ESEE has always had an “if it ain’t broke” mentality when if comes to knife design, and it’s served them well – today they are one of the most trusted survival knife brands in the world. Which is why these ergonomic upgrades come as such a surprise! We just received our first batch of the new knives, so let’s dive in for an in-depth comparison between the existing models and their new counterparts.
Of all the classic ESEE fixed blades to get new contoured handles, the ESEE-3 has the most new variants. On the left is the new, “3D machined” handle; on the right, the flat Micarta handle. You can also choose between handle materials (G10 or Micarta), and now blade steel: 1095 carbon or CPM-S35VN stainless!
As the smallest knife on this list, the ESEE-3 is a great backpacking or everyday carry fixed blade. The flat-ground blade is well-suited for just about any cutting task, and the new scales have a swell in the middle of the handle that really nestles into your palm. I particularly liked the ergonomics of the contoured scales when holding the knife in the forward finger choil – because they taper down towards the choil more than the flat scales, the transition area between handle and choil feels less abrupt.
The flat scales are thicker overall and feel a little less inviting to bear down on. If you’re looking for a knife that won’t easily twist in your grip, however, they’re a great choice, since they give the handle more leverage for twisting cuts.
The ESEE-4 has the exact same handle profile as the ESEE-3 and an extra inch of blade. The 4.5-inch length is a nice size for an all-rounder fixed blade knife: big enough to feel substantially more powerful than a folder, but not so big as to make carrying one feel awkward. The ESEE-4 isn’t yet available with S35VN steel, but we do offer it with a 440C stainless blade and either flat or contoured scales.

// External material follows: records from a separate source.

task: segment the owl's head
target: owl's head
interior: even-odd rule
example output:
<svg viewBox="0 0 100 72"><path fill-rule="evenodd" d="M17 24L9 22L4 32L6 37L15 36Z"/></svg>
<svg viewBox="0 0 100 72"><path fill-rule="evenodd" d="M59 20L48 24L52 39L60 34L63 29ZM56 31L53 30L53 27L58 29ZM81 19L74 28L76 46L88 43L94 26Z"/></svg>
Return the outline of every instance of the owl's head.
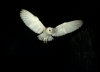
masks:
<svg viewBox="0 0 100 72"><path fill-rule="evenodd" d="M48 27L48 28L47 28L47 32L48 32L49 34L52 34L52 30L53 30L53 28L51 28L51 27Z"/></svg>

Pictured above on the left: the ESEE-4 with sculpted natural Micarta scales and an OD green powder-coated 1095 carbon steel blade. On the right: the ESEE-4 with flat Micarta scales and a Desert Tan blade.
The ESEE-5 is a wrecking ball of a knife, originally designed for downed pilots who might conceivably need to use it to cut/pry themselves out of a damaged cockpit. It’s made from a quarter-inch slab of 1095 carbon steel, which makes it substantially thicker than the other knives here. On top of that, it’s saber ground, leaving more of that steel behind the edge and more weight out towards the tip.

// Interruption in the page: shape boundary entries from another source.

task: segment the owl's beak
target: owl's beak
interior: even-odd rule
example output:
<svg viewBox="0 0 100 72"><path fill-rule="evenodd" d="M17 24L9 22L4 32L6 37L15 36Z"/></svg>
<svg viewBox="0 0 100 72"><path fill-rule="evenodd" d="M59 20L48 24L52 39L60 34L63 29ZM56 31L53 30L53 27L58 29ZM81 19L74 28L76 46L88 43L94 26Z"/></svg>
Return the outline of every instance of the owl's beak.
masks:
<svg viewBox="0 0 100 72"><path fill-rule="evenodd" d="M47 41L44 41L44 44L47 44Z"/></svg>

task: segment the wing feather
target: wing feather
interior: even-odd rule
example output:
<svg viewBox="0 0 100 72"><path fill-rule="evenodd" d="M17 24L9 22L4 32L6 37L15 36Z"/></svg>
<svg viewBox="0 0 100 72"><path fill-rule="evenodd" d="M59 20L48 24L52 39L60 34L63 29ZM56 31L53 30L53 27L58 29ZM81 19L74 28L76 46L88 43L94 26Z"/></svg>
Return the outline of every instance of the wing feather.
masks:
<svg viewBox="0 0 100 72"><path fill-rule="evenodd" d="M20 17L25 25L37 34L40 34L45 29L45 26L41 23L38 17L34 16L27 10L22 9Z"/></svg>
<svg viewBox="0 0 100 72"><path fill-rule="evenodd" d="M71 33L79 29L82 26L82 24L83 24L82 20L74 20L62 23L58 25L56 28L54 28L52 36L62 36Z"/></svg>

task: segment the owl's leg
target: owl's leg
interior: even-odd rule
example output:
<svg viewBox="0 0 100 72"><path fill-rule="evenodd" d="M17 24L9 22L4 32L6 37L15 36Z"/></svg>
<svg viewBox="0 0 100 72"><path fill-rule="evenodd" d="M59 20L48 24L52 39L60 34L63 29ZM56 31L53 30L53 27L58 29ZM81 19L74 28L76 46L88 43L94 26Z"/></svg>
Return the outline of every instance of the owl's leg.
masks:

The new contoured handles help to temper the “battering ram” feel of the ESEE-5. Don’t get me wrong – even with the 3D-machined handles this is still a fistful of knife, it’s just more accommodating. The new handle of the ESEE-5 is slightly thinner at the guard than it is at the rear of the handle, which helps wedge it securely into your hand when chopping. In a regular grip, the palm swell centers your hand firmly, and the milled ridges in the G10 or Micarta provide reassuring grip.
The flat scales do have one extra feature that the 3D scales are missing: a bow drill pivot in the handle. Pictured above on the left is the ESEE-5 with sculpted brown/black G10 scales and a Flat Dark Earth powder-coated 1095 steel blade; on the right is the ESEE-5 with flat Micarta handles and an OD green blade.
The 6.5-inch blade of the ESEE-6 puts it firmly in the “survival knife” category, but the full-flat grind and finger choil help this big knife perform small jobs with grace. The new contoured handle scales are exactly the same ones found on the ESEE-5, but thanks to the substantially thinner blade stock (0.188″ thick), the handle is thinner overall and feels more nimble in the hand.
Pictured above on the left is the ESEE-6 with contoured black G10 handles and a Flat Dark Earth powder-coated 1095 steel blade; on the right is an ESEE-6 with flat Micarta scales and a black blade.
Which One Should You Buy?
Ultimately, the decision comes down to personal preference, which is why ESEE will continue to offer both flat and contoured handle options on all these knives. Contoured handles make the final product a bit more expensive, and – as with any ergonomic feature – they may not fit all hands equally well.
We think ESEE executed these new handles extremely well – an exciting upgrade and another great reason to choose an ESEE knife. Whichever version you choose, you’re still getting an ESEE: a dependable tool backed up by an industry-leading lifetime no-questions-asked warranty.